Contrary to industry perception women, small-town residents, and people over 35 years of age have significant digital influence driving their content discovery and consumption choices in India, states a joint report from Boston Consulting Group (BCG) and Meta released on Wednesday.
The report tracks the increasing influence of digital in driving media and entertainment consumption in India across over-the-top (OTT), linear TV (LTV), and Movie Studios. Digital influence implies the role of digital in content discovery, sharing, and engagement both before and after viewing content. Titled ‘Seeing the BIG Picture – Harnessing digital to drive M&E growth’ a Meta-commissioned report by BCG was done with over 2600 consumers across 15 towns and cities.
Shweta Bajpai, director and vertical head – Media, Finserv, Travel, Real Estate and Services for Meta in India says that prevalent view presumes that consumer behaviour across small and large towns, across gender and age-groups is vastly distinct.
“While this may be true for some industries, when it comes to content consumption in India, there are more similarities than distinctions. The biggest similarity is that irrespective of where people consume content – OTT, TV or in movie theatres – they rely on digital to share, engage, and express themselves. Over 40 percent respondents discover content on digital via Word of mouth. This is a game changing insight for media companies and marketers in how they want to reach their customers,” she adds.
The findings reveal that among over-the-top (OTT) video streaming watchers, after consuming the content, 78 percent of the surveyed men said that they use digital to engage with the content. This number was equally high at 77 percent for women. Similarly, before watching something on OTT, more people from smaller towns (81 percent) use digital for content discovery than people from large towns (74 percent). Moreover, contrary to popular belief, digital discovery is on the upswing, even for linear TV, with linear TV viewers increasingly seeking information and engagement online for the content they watch.
The study also showed that 60 percent consumers seek information about the content before deciding to watch. Up to 80 percent of this research occurs online across OTT, LTV, and movies. The findings further revealed that higher digital engagement is correlated with higher watch time on both LTV and OTT.
Shaveen Garg, managing director and partner BCG notes that consumers increasing time spent on digital video is well-known but what was counter intuitive is how much digital is influencing their discovery of content, decision to watch and the engagement post watching.
“It is not limited to digital native mediums but across all content as category. It is clearer than before that many media companies haven’t embraced this power to unlock potential. Content is king, no doubt, but kings also need an army of soldiers to become and reign. This digital interventions by companies is the army behind the great content.”
The study recommends that media and entertainment (M&E) companies need to evolve with the changing times. It highlights that with boundaries blurring between different formats in the consumers’ minds, M&E companies should refrain from defining themselves as LTV/OTT/Movie Studios and reimagine themselves as content creators not chained to a delivery medium.

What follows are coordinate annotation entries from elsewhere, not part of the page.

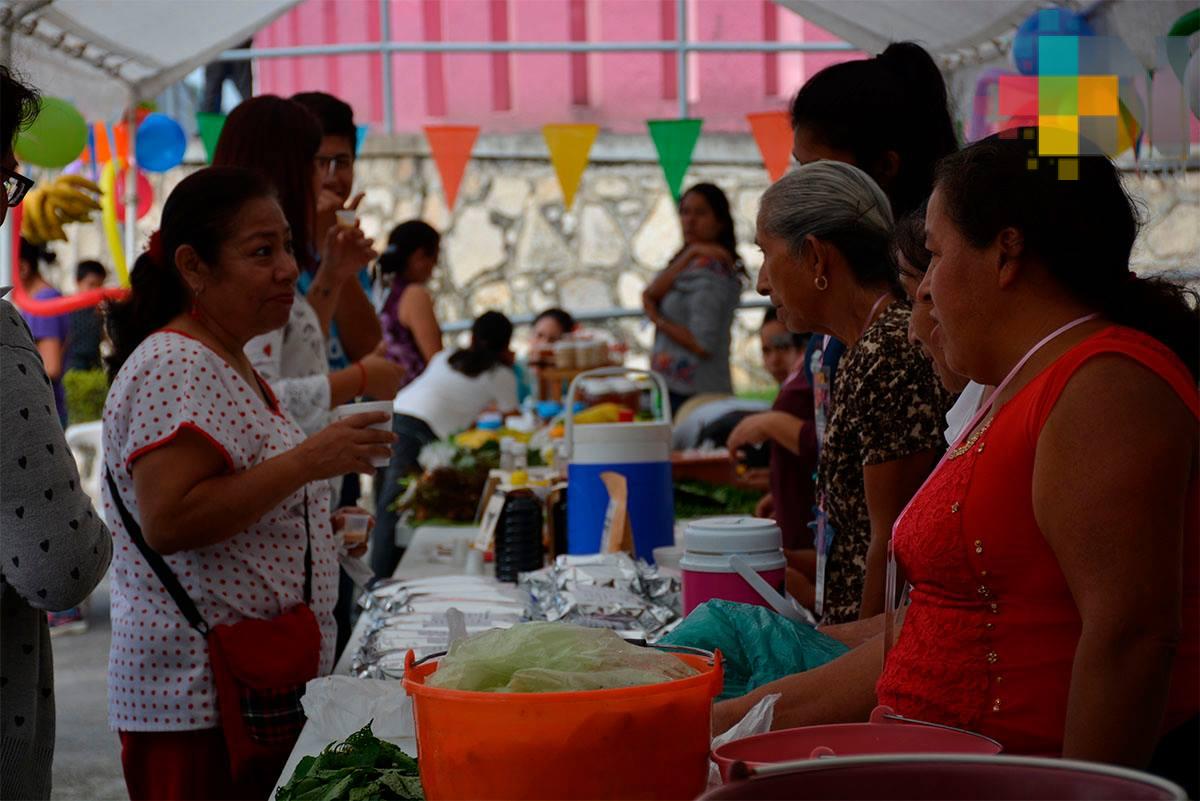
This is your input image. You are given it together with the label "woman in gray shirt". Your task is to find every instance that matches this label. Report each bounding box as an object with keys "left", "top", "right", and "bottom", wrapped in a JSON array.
[
  {"left": 0, "top": 66, "right": 113, "bottom": 799},
  {"left": 642, "top": 183, "right": 745, "bottom": 409}
]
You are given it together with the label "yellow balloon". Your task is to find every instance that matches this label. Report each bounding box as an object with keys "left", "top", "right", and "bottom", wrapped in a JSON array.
[{"left": 100, "top": 161, "right": 130, "bottom": 287}]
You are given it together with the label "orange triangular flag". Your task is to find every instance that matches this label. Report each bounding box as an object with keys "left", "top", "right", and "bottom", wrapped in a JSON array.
[
  {"left": 425, "top": 125, "right": 479, "bottom": 209},
  {"left": 94, "top": 122, "right": 113, "bottom": 167},
  {"left": 746, "top": 112, "right": 792, "bottom": 181}
]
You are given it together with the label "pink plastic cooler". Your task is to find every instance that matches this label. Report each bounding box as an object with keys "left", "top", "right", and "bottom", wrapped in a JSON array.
[{"left": 679, "top": 517, "right": 787, "bottom": 615}]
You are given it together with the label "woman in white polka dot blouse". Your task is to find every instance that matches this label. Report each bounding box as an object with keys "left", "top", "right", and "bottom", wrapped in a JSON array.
[{"left": 103, "top": 168, "right": 394, "bottom": 800}]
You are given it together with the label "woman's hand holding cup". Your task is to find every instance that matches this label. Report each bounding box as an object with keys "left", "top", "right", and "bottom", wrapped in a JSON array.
[{"left": 293, "top": 404, "right": 396, "bottom": 481}]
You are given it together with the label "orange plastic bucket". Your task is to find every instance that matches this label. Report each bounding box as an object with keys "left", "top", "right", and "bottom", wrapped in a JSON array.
[{"left": 404, "top": 651, "right": 722, "bottom": 801}]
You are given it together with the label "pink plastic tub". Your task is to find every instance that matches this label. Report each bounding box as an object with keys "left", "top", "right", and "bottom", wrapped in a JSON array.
[
  {"left": 713, "top": 706, "right": 1001, "bottom": 782},
  {"left": 683, "top": 568, "right": 785, "bottom": 615},
  {"left": 701, "top": 754, "right": 1187, "bottom": 801}
]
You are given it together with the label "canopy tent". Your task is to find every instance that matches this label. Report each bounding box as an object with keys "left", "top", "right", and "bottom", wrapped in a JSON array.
[
  {"left": 0, "top": 0, "right": 299, "bottom": 285},
  {"left": 775, "top": 0, "right": 1195, "bottom": 73},
  {"left": 0, "top": 0, "right": 299, "bottom": 120},
  {"left": 775, "top": 0, "right": 1036, "bottom": 64}
]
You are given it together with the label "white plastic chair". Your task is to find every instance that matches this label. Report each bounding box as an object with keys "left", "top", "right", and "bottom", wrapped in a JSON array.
[{"left": 66, "top": 420, "right": 104, "bottom": 506}]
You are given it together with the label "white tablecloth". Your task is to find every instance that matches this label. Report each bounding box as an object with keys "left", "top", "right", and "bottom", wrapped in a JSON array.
[{"left": 271, "top": 525, "right": 494, "bottom": 797}]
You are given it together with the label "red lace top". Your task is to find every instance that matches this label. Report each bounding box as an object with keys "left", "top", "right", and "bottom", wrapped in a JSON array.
[{"left": 876, "top": 326, "right": 1200, "bottom": 755}]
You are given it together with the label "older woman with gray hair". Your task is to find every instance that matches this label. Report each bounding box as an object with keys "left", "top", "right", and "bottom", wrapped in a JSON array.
[{"left": 756, "top": 161, "right": 953, "bottom": 624}]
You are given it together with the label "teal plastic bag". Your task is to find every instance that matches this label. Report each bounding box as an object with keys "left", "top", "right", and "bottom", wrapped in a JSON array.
[
  {"left": 660, "top": 601, "right": 850, "bottom": 700},
  {"left": 426, "top": 622, "right": 696, "bottom": 693}
]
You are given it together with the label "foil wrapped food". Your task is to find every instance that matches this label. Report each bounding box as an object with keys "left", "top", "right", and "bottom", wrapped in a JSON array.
[{"left": 517, "top": 553, "right": 679, "bottom": 642}]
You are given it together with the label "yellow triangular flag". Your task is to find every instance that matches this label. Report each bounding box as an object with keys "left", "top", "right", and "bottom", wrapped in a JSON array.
[{"left": 541, "top": 124, "right": 600, "bottom": 209}]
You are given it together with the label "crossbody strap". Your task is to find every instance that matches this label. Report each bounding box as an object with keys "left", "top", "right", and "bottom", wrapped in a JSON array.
[{"left": 104, "top": 470, "right": 312, "bottom": 637}]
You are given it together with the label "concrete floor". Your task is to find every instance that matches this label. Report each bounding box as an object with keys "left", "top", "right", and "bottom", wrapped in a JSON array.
[{"left": 50, "top": 578, "right": 128, "bottom": 801}]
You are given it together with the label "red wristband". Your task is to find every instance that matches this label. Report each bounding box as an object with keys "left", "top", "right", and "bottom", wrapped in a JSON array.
[{"left": 354, "top": 362, "right": 367, "bottom": 398}]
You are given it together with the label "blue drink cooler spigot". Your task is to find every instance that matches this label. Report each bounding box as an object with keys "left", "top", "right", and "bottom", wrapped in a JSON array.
[{"left": 565, "top": 367, "right": 674, "bottom": 562}]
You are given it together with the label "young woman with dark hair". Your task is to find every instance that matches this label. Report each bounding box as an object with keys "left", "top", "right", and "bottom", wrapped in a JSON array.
[
  {"left": 792, "top": 42, "right": 959, "bottom": 219},
  {"left": 17, "top": 236, "right": 71, "bottom": 428},
  {"left": 512, "top": 308, "right": 576, "bottom": 404},
  {"left": 371, "top": 312, "right": 517, "bottom": 578},
  {"left": 103, "top": 167, "right": 394, "bottom": 801},
  {"left": 715, "top": 133, "right": 1200, "bottom": 796},
  {"left": 757, "top": 159, "right": 952, "bottom": 624},
  {"left": 292, "top": 92, "right": 383, "bottom": 372},
  {"left": 642, "top": 183, "right": 745, "bottom": 410},
  {"left": 379, "top": 219, "right": 442, "bottom": 386},
  {"left": 0, "top": 65, "right": 113, "bottom": 801},
  {"left": 212, "top": 95, "right": 401, "bottom": 434}
]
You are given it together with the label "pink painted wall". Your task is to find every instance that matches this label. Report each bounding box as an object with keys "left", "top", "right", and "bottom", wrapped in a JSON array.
[{"left": 254, "top": 0, "right": 857, "bottom": 132}]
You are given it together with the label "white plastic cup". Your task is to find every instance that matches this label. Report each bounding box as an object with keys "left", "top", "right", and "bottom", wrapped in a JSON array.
[
  {"left": 342, "top": 513, "right": 371, "bottom": 548},
  {"left": 554, "top": 339, "right": 575, "bottom": 369},
  {"left": 334, "top": 401, "right": 392, "bottom": 468}
]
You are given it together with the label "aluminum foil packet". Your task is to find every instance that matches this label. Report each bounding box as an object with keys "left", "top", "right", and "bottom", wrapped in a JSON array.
[{"left": 517, "top": 553, "right": 679, "bottom": 642}]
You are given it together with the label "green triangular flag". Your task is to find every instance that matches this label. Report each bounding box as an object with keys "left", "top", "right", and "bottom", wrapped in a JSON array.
[
  {"left": 646, "top": 120, "right": 704, "bottom": 203},
  {"left": 196, "top": 112, "right": 226, "bottom": 164}
]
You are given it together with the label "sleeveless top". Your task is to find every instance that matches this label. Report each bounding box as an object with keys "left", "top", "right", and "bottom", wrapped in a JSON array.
[
  {"left": 379, "top": 276, "right": 427, "bottom": 387},
  {"left": 379, "top": 276, "right": 427, "bottom": 387},
  {"left": 876, "top": 326, "right": 1200, "bottom": 755}
]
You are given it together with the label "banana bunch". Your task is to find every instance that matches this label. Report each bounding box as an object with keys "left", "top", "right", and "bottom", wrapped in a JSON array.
[{"left": 20, "top": 175, "right": 101, "bottom": 245}]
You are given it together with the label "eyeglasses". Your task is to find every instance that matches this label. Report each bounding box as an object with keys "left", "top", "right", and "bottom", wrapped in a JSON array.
[{"left": 0, "top": 167, "right": 34, "bottom": 209}]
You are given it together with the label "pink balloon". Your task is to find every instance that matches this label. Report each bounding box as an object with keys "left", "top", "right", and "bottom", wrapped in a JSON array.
[{"left": 116, "top": 170, "right": 154, "bottom": 223}]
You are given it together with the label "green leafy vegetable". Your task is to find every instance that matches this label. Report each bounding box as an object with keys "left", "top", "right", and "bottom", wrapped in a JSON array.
[
  {"left": 674, "top": 481, "right": 762, "bottom": 519},
  {"left": 275, "top": 723, "right": 425, "bottom": 801}
]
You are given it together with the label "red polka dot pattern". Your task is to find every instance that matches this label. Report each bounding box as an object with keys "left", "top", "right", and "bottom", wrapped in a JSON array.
[{"left": 103, "top": 331, "right": 338, "bottom": 731}]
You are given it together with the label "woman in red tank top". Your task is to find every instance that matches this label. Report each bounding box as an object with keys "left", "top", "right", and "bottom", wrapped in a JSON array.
[{"left": 718, "top": 128, "right": 1200, "bottom": 788}]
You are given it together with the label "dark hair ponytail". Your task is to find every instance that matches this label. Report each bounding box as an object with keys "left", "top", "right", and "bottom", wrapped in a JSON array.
[
  {"left": 104, "top": 167, "right": 275, "bottom": 378},
  {"left": 792, "top": 42, "right": 958, "bottom": 218},
  {"left": 449, "top": 312, "right": 512, "bottom": 378},
  {"left": 671, "top": 182, "right": 749, "bottom": 277},
  {"left": 936, "top": 128, "right": 1200, "bottom": 378},
  {"left": 892, "top": 204, "right": 934, "bottom": 275},
  {"left": 379, "top": 219, "right": 442, "bottom": 278},
  {"left": 212, "top": 95, "right": 322, "bottom": 270}
]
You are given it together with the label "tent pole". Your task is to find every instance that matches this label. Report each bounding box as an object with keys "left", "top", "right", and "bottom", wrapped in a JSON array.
[
  {"left": 379, "top": 0, "right": 396, "bottom": 133},
  {"left": 123, "top": 103, "right": 138, "bottom": 271}
]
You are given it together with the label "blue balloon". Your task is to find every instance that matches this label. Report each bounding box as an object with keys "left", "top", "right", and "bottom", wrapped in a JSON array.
[
  {"left": 134, "top": 113, "right": 187, "bottom": 173},
  {"left": 1013, "top": 8, "right": 1096, "bottom": 76}
]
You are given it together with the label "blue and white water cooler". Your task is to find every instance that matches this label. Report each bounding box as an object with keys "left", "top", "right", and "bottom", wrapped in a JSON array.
[{"left": 565, "top": 367, "right": 674, "bottom": 562}]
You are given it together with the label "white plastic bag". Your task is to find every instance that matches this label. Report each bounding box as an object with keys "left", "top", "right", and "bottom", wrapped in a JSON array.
[{"left": 708, "top": 693, "right": 782, "bottom": 789}]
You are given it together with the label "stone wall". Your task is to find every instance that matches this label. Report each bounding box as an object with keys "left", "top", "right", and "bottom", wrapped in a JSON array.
[{"left": 51, "top": 134, "right": 1200, "bottom": 389}]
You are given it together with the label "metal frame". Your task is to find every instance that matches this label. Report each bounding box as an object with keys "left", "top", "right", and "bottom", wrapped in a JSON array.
[{"left": 220, "top": 0, "right": 858, "bottom": 133}]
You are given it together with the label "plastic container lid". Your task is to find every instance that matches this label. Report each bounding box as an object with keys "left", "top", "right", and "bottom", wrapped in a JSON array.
[{"left": 683, "top": 517, "right": 784, "bottom": 554}]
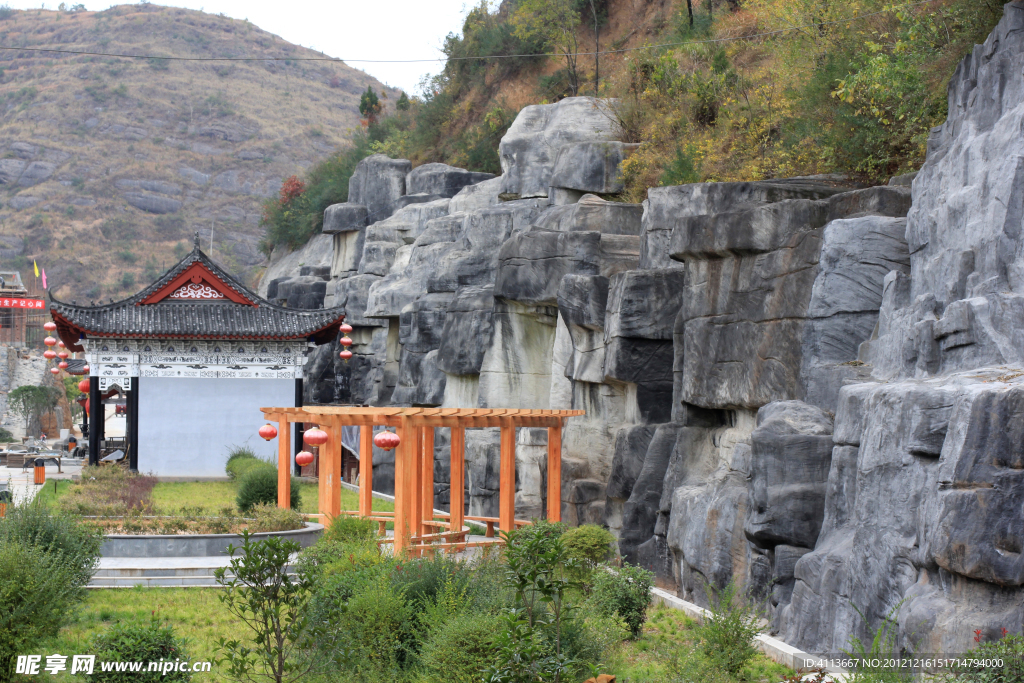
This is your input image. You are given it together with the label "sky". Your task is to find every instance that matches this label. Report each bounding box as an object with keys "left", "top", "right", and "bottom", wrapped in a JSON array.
[{"left": 5, "top": 0, "right": 475, "bottom": 93}]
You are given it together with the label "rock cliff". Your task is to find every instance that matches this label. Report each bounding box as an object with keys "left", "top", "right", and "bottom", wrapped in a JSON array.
[{"left": 264, "top": 1, "right": 1024, "bottom": 652}]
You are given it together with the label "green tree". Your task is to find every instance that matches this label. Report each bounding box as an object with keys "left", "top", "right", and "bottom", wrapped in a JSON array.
[
  {"left": 359, "top": 85, "right": 384, "bottom": 126},
  {"left": 512, "top": 0, "right": 580, "bottom": 95}
]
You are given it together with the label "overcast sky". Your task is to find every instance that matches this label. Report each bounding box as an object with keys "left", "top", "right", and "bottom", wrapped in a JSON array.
[{"left": 6, "top": 0, "right": 475, "bottom": 92}]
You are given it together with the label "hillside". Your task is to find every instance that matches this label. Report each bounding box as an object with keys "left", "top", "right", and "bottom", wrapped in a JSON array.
[{"left": 0, "top": 4, "right": 396, "bottom": 300}]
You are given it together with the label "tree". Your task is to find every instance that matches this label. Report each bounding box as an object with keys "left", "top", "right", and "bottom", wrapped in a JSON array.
[
  {"left": 7, "top": 385, "right": 61, "bottom": 430},
  {"left": 512, "top": 0, "right": 580, "bottom": 95},
  {"left": 359, "top": 85, "right": 384, "bottom": 126}
]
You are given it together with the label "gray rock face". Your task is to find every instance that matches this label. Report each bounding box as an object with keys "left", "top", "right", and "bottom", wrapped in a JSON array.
[{"left": 499, "top": 97, "right": 617, "bottom": 198}]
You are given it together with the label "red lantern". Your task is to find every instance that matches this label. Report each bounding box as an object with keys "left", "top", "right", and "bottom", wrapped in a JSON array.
[
  {"left": 374, "top": 430, "right": 401, "bottom": 451},
  {"left": 302, "top": 427, "right": 327, "bottom": 445}
]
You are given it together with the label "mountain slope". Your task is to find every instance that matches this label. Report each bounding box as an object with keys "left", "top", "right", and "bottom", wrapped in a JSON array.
[{"left": 0, "top": 4, "right": 393, "bottom": 300}]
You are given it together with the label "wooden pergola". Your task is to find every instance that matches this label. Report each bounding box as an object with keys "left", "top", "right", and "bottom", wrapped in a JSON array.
[{"left": 260, "top": 405, "right": 584, "bottom": 553}]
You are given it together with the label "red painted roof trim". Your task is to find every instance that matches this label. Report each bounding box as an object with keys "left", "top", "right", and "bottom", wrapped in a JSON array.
[{"left": 138, "top": 261, "right": 258, "bottom": 305}]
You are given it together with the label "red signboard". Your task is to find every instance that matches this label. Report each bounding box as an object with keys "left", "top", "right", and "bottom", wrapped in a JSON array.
[{"left": 0, "top": 299, "right": 45, "bottom": 310}]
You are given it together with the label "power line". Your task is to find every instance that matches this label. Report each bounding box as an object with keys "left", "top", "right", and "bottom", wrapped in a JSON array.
[{"left": 0, "top": 0, "right": 936, "bottom": 63}]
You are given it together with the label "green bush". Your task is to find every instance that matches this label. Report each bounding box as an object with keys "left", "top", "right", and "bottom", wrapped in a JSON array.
[
  {"left": 562, "top": 524, "right": 615, "bottom": 579},
  {"left": 698, "top": 583, "right": 764, "bottom": 675},
  {"left": 421, "top": 613, "right": 504, "bottom": 683},
  {"left": 0, "top": 504, "right": 103, "bottom": 596},
  {"left": 591, "top": 564, "right": 654, "bottom": 640},
  {"left": 0, "top": 540, "right": 82, "bottom": 681},
  {"left": 88, "top": 621, "right": 191, "bottom": 683},
  {"left": 323, "top": 515, "right": 377, "bottom": 543},
  {"left": 237, "top": 463, "right": 299, "bottom": 512}
]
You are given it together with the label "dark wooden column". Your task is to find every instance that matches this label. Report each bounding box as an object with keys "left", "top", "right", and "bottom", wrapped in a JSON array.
[
  {"left": 89, "top": 377, "right": 103, "bottom": 465},
  {"left": 126, "top": 377, "right": 139, "bottom": 472},
  {"left": 292, "top": 377, "right": 305, "bottom": 476}
]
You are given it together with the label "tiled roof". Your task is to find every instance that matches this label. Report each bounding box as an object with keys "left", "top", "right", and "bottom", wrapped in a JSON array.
[{"left": 50, "top": 239, "right": 344, "bottom": 350}]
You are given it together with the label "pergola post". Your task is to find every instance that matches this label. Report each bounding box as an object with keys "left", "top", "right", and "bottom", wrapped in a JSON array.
[
  {"left": 449, "top": 427, "right": 466, "bottom": 531},
  {"left": 420, "top": 427, "right": 434, "bottom": 521},
  {"left": 359, "top": 425, "right": 374, "bottom": 517},
  {"left": 548, "top": 420, "right": 562, "bottom": 522},
  {"left": 394, "top": 417, "right": 416, "bottom": 555},
  {"left": 276, "top": 415, "right": 292, "bottom": 510},
  {"left": 498, "top": 418, "right": 515, "bottom": 531}
]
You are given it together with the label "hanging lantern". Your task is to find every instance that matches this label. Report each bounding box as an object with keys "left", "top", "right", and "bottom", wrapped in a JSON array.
[
  {"left": 302, "top": 427, "right": 327, "bottom": 445},
  {"left": 374, "top": 430, "right": 401, "bottom": 451}
]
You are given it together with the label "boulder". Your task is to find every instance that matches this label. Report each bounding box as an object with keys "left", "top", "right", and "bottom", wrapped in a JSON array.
[{"left": 498, "top": 97, "right": 618, "bottom": 198}]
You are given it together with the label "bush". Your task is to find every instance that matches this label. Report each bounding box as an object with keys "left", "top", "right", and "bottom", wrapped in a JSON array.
[
  {"left": 88, "top": 621, "right": 191, "bottom": 683},
  {"left": 698, "top": 583, "right": 764, "bottom": 675},
  {"left": 591, "top": 564, "right": 654, "bottom": 640},
  {"left": 562, "top": 524, "right": 615, "bottom": 579},
  {"left": 323, "top": 515, "right": 377, "bottom": 543},
  {"left": 421, "top": 613, "right": 503, "bottom": 683},
  {"left": 0, "top": 540, "right": 82, "bottom": 681},
  {"left": 0, "top": 504, "right": 103, "bottom": 595},
  {"left": 237, "top": 463, "right": 299, "bottom": 512}
]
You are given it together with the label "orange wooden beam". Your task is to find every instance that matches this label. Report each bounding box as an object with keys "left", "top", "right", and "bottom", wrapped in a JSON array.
[
  {"left": 278, "top": 420, "right": 292, "bottom": 510},
  {"left": 498, "top": 418, "right": 515, "bottom": 531},
  {"left": 449, "top": 427, "right": 466, "bottom": 530},
  {"left": 548, "top": 418, "right": 562, "bottom": 522},
  {"left": 359, "top": 426, "right": 374, "bottom": 517}
]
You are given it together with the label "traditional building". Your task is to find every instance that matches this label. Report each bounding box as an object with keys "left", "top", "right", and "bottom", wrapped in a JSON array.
[{"left": 50, "top": 234, "right": 344, "bottom": 477}]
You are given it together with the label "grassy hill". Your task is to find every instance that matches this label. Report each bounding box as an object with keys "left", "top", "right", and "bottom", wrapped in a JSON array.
[{"left": 0, "top": 4, "right": 396, "bottom": 301}]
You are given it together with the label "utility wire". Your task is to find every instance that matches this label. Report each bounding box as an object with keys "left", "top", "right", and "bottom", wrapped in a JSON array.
[{"left": 0, "top": 0, "right": 935, "bottom": 63}]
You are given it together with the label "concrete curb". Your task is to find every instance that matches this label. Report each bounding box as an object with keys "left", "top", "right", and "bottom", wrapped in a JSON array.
[
  {"left": 99, "top": 522, "right": 324, "bottom": 558},
  {"left": 650, "top": 588, "right": 846, "bottom": 681}
]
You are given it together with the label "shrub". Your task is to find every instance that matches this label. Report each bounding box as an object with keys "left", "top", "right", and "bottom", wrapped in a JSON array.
[
  {"left": 562, "top": 524, "right": 615, "bottom": 579},
  {"left": 88, "top": 621, "right": 191, "bottom": 683},
  {"left": 0, "top": 540, "right": 82, "bottom": 681},
  {"left": 0, "top": 504, "right": 103, "bottom": 596},
  {"left": 237, "top": 463, "right": 299, "bottom": 512},
  {"left": 421, "top": 613, "right": 502, "bottom": 683},
  {"left": 324, "top": 515, "right": 377, "bottom": 543},
  {"left": 592, "top": 564, "right": 654, "bottom": 640},
  {"left": 698, "top": 583, "right": 764, "bottom": 675}
]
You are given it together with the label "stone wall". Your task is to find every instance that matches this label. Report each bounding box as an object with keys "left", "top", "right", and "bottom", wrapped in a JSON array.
[{"left": 267, "top": 7, "right": 1024, "bottom": 652}]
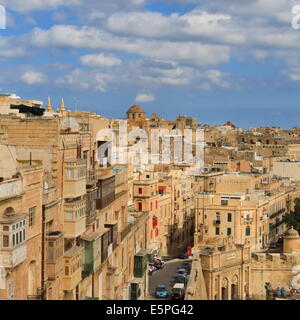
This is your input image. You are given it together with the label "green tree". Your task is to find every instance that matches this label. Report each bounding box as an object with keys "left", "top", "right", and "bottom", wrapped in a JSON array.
[{"left": 284, "top": 198, "right": 300, "bottom": 230}]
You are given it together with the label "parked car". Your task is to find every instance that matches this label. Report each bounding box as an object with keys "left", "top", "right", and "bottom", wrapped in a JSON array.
[
  {"left": 181, "top": 262, "right": 191, "bottom": 272},
  {"left": 277, "top": 237, "right": 283, "bottom": 244},
  {"left": 178, "top": 253, "right": 189, "bottom": 260},
  {"left": 155, "top": 285, "right": 168, "bottom": 299},
  {"left": 177, "top": 268, "right": 187, "bottom": 277},
  {"left": 171, "top": 283, "right": 185, "bottom": 300},
  {"left": 270, "top": 241, "right": 277, "bottom": 248},
  {"left": 148, "top": 263, "right": 157, "bottom": 275},
  {"left": 153, "top": 259, "right": 165, "bottom": 269},
  {"left": 174, "top": 275, "right": 186, "bottom": 284}
]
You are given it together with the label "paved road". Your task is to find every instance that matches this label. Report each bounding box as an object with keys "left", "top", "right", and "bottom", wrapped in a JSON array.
[{"left": 148, "top": 259, "right": 188, "bottom": 300}]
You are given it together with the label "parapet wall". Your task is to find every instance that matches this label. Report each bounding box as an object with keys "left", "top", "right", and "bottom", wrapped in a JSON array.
[
  {"left": 185, "top": 253, "right": 208, "bottom": 300},
  {"left": 251, "top": 253, "right": 300, "bottom": 300}
]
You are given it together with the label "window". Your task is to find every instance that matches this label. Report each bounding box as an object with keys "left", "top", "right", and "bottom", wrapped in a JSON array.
[
  {"left": 139, "top": 202, "right": 143, "bottom": 211},
  {"left": 65, "top": 211, "right": 73, "bottom": 220},
  {"left": 221, "top": 200, "right": 228, "bottom": 206},
  {"left": 246, "top": 227, "right": 251, "bottom": 236},
  {"left": 28, "top": 207, "right": 36, "bottom": 227},
  {"left": 48, "top": 250, "right": 53, "bottom": 260},
  {"left": 3, "top": 236, "right": 9, "bottom": 248}
]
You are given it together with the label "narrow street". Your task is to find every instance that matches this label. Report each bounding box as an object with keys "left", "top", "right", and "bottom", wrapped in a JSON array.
[{"left": 147, "top": 259, "right": 189, "bottom": 300}]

Given the high digital influence, digital marketing could be effective across demographics, genres, and languages, and could be a crucial addition to the existing marketing efforts at every step of the consumption journey.
The report also calls for diversifying digital activations including communities, influencers, personalised reach-outs and short videos to reach all kinds of consumers. Lastly, the report advises brands to develop in-house muscle, build a content factory, leverage the user engagement flywheel, develop a robust measurement strategy and impact attribution.